しかし、破産者として長く生活するにはいろんな制限や制約も長く続くことになるため、「復権」という制度を設けており、復権して破産者でなくなれば、以前と同様に警備業を行うことができます。

②の禁固以上の刑とは、禁固・懲役・死刑の順に重くなりますが、つまりは刑務所に入った人は刑務所から出て5年が経過するまで警備業に就くことはできないということで、仮釈放も刑務所から出たといえるため、決定から5年が経過すれば、警備業をすることや警備員として働くことが可能になります。

③については、本業である警備に関する違反行為ですので、厳しい処分となっています。違反の種類や軽重に関わらず、国家公安委員会が規則に則って「重大な違反であるか」を判断します。

重大な違反と認定されれば、警備業界から5年ものあいだ追放されることになり、違反の中には労働基準違反も含まれているため、経営者の方は十分に注意する必要があります。

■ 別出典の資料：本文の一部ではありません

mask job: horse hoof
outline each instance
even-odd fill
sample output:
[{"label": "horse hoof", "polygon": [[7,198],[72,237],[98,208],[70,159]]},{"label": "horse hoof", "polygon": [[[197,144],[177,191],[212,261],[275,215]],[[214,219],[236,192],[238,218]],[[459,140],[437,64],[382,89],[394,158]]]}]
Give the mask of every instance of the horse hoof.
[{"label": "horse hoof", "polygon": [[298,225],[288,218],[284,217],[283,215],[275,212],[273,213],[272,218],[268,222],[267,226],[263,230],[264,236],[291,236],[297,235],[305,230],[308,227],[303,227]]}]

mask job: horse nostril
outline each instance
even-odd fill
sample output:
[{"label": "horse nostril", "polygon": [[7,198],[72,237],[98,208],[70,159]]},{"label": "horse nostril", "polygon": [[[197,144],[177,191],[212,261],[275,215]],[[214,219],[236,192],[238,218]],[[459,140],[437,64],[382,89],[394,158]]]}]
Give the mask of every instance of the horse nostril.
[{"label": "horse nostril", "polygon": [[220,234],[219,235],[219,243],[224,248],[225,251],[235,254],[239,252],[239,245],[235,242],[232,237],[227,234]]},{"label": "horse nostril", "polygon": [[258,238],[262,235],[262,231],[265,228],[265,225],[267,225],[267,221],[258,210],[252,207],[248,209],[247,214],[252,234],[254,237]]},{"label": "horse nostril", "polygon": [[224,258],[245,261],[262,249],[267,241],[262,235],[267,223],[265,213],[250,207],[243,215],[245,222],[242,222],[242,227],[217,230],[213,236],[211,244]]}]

④と⑤については一般常識的なことでことで説明するまでもありませんが一般の方々を犯罪や災害などから守るはずの警備業を営む者や警備員が、暴力団と関わるなど許されない行為であり、疑いを持たれることさえ問題であるといえます。

⑥についても一般の常識で理解できることですが、ストレス社会のせいかアルコール中毒の方は少しずつ増えているようです。当の本人は中毒になっていることに気付かないこともあるようですので、周囲にそのような方を見かけたら早めに忠告してあげましょう。

⑦の「心身の障害」については難しい問題です。近年では現代病ともいえる精神疾患をかかえている方も多く、その多くが原因不明とされています。基本的には医師の許可によって判断するしかなく、問題を抱えている方は状況が悪化することも考えられますので、医師や家族と相談してみましょう。

⑧については、2022年に民法が改正され、いままで20歳で成年とされていたものが、「成年になる年齢の引き下げ」が行われ、18才より成年と変更されました。これにより、18歳以上の方は自分の判断で契約を締結できるようになりました。

また、未成年者であっても「ただし書き」にあるように、法定相続人(普通は親にあたります)が許可をして、法定相続人が一号から七号までの欠格事由に該当しなければ、未成年者でも警備業を営むことができます。

⑨については、警備業を行う条件に「営業所ごとに業務についての指導責任者を置くこと」と明記されており、この条件をクリアできなければ警備業はできません。

中には資格を持つ人の名前だけ借りようと考える方もいるようですが、これを防止する対策もとられており、公安委員会が目を光らせています。相応の理由についても公安委員会の裁量で決まります。

⑩は、特に役職などを特定していませんが、会社への影響力が大きい取締役などを指します。会社によっては執行役員などという肩書きもあるため、「会社に大きな影響力を持つ重役など」と覚えておくとよいでしょう。

⑪は、④⑤とも重複しますが、会社に大きな影響力を持つものが、暴力団などの反社会勢力とつながりを持つことは許されないと言っています。裏の社会に通じていると疑われるだけでも業務ができなくなることがあります。

⑪までの項目は警備業を営む警備業者の欠格要件であり、①から⑦までは、警備員にも共通する欠格要件となっています。警備員の場合には、この七つに加えて「18歳未満のもの」という欠格要件が付け加えられます。つまり、18歳にならないと警備員になれないということになります。

警備業者と警備員は信頼に足る人物であること!

警備員は警備業を営む警備業者のもとで働いています。そして、施設や人の持ち物などを安全に運ぶことや、健全に維持することが大きな業務となっており、依頼者との信頼関係が重要なビジネスです。

警備員および警備業者は、信頼するに足る人物であることが必要条件であり、法律にも詳しく明記されています。警備員の業務を良く理解し、疑いを持たれることのないような行動や生活に努めましょう。